What you should learn from this: Dark matter is not just an ad hoc guess — it is an inference from Doppler measurements and Newtonian gravity. The same tools (Doppler effect + gravity) that weigh planets and stars also reveal the need for an additional, unseen mass component in galaxies.

Problem 8: Space Telescopes vs. Ground (JWST)

Restatement: Why couldn’t we just build a larger infrared telescope on the ground instead of JWST?

Answer:

Earth’s atmosphere blocks most infrared light. Water vapor (H₂O) and carbon dioxide (CO₂) in the atmosphere are strong infrared absorbers. They create wide “absorption bands” that block entire wavelength ranges from reaching the ground. Only a few narrow “windows” in the near-infrared are partially transparent.

Even in the windows, the atmosphere glows. Everything at temperature \(T\) emits thermal radiation (blackbody, from L8). The atmosphere at ~250 K emits strongly in the infrared — the same wavelengths JWST observes.
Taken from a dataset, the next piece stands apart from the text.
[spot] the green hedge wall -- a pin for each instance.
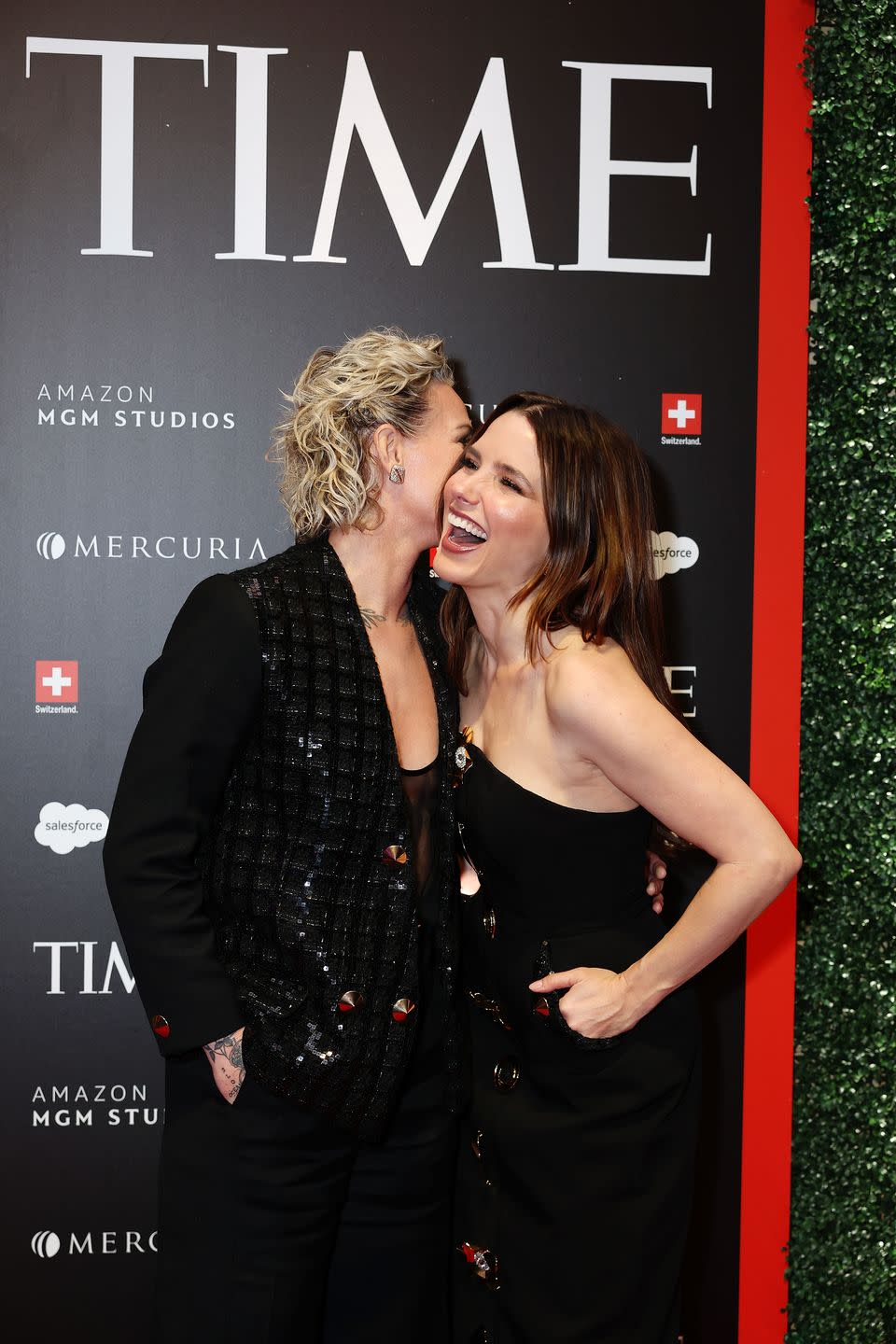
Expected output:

From the ground, an infrared telescope sees the sky glowing — like trying to observe faint stars while someone shines a flashlight in your face.
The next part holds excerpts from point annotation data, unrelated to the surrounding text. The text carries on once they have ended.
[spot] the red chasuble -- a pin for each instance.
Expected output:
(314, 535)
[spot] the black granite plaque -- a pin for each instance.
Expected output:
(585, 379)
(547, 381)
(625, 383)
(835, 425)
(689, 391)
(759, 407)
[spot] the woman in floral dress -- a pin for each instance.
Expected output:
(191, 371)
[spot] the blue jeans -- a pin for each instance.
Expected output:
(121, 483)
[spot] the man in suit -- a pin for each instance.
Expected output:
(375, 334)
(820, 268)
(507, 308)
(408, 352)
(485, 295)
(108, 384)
In space, JWST avoids both problems:

No atmospheric absorption — the full infrared spectrum is accessible
No atmospheric emission — space is cold and dark at infrared wavelengths
JWST’s sunshield cools the telescope to ~40 K, reducing the telescope’s own thermal emission to negligible levels

A ground-based infrared telescope, no matter how large, cannot overcome the fundamental limitations of atmospheric absorption and emission. This is why JWST needed to be in space (at the L2 Lagrange point, 1.5 million km from Earth).

What you should learn from this: The atmosphere is transparent at visible and radio wavelengths but opaque at most infrared, ultraviolet, X-ray, and gamma-ray wavelengths. This is why multi-wavelength astronomy requires a fleet of space telescopes, not just bigger ground-based ones.